A World Bank report commended president Uhuru’s government for making progress in economy management, with a score of 4.3 (in a scale of 6) against the Sub-Saharan Africa (SSA) average score of 3.3.
According to the 2015 Country Policy and Institutional Assessment (CPIA) Results for Africa by Bretton Woods institution, Kenya scores highly on debt, fiscal and exchange rate policies.
However, the report notes that fiscal deficits across the countries sampled including Kenya have widened recently. The report attributes the country’s case to the cost of devolution
“In Kenya, fiscal pressure built up, emanating from the costs of rollout of devolution, increased security spending, infrastructure spending, and the rising wage bill (the wage bill rose from 6.5 percent in 2012/13 to 7.4 percent of GDP in 2013/14) at both levels of government. The increase in government spending outpaced the growth in revenue, widening the fiscal deficit to 6.2 percent in 2013/14,” it says.
The country also fairs well in policies on Trade, Financial Sector and Business Regulatory Environment.
The CPIA Africa report describes the progress African countries are making on strengthening the quality of their policies and institutions. It presents CPIA scores for the 38 African countries that are eligible for support from the International Development Association (IDA), the concessional financing arm of the World Bank Group
“The average CPIA score for Sub-Saharan African countries was 3.2 in 2014, the same as for 2013. The range of scores for the 38 IDA countries in the region widened slightly, as Rwanda’s aggregate score climbed to 4.0 (figure 3).

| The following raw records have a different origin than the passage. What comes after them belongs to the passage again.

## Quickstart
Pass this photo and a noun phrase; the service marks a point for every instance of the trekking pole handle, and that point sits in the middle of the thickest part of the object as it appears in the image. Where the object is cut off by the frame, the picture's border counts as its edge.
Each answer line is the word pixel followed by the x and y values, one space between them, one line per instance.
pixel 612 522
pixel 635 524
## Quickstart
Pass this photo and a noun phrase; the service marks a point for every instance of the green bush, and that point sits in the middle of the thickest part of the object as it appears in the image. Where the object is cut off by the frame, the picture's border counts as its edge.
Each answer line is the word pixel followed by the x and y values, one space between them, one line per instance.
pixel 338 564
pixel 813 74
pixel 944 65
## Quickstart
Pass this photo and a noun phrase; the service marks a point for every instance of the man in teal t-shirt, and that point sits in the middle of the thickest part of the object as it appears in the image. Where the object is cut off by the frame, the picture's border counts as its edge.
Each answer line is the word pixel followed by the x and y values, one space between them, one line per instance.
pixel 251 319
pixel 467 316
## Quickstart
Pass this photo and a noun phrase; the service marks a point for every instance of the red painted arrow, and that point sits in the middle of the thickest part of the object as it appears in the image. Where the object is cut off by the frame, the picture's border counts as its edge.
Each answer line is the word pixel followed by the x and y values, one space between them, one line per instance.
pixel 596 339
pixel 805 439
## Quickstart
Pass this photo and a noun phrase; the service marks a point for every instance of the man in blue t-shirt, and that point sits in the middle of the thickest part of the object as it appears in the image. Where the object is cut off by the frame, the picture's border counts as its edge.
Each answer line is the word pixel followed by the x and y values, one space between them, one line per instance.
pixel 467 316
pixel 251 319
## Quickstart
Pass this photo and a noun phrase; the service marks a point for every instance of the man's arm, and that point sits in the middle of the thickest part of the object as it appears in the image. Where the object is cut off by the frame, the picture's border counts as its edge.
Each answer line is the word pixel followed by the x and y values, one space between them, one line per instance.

Other relatively high scorers were Cabo Verde (3.9), closely followed by Kenya, Senegal, and Tanzania, all with scores of 3.8. The low end of the score range was unchanged at 2, with South Sudan slipping to the bottom,” the report reads in part.
Kenya however performed low on Transparency, Accountability and Corruption in Public Sector.
“Governance quality and performance is viewed as a transformational element for future social and economic development and resource mobilization because of its potential to shape the relationship between the state and society, and encourage more foreign and local investments in Sub-Saharan Africa by reducing risks and enhancing security,” the report reads.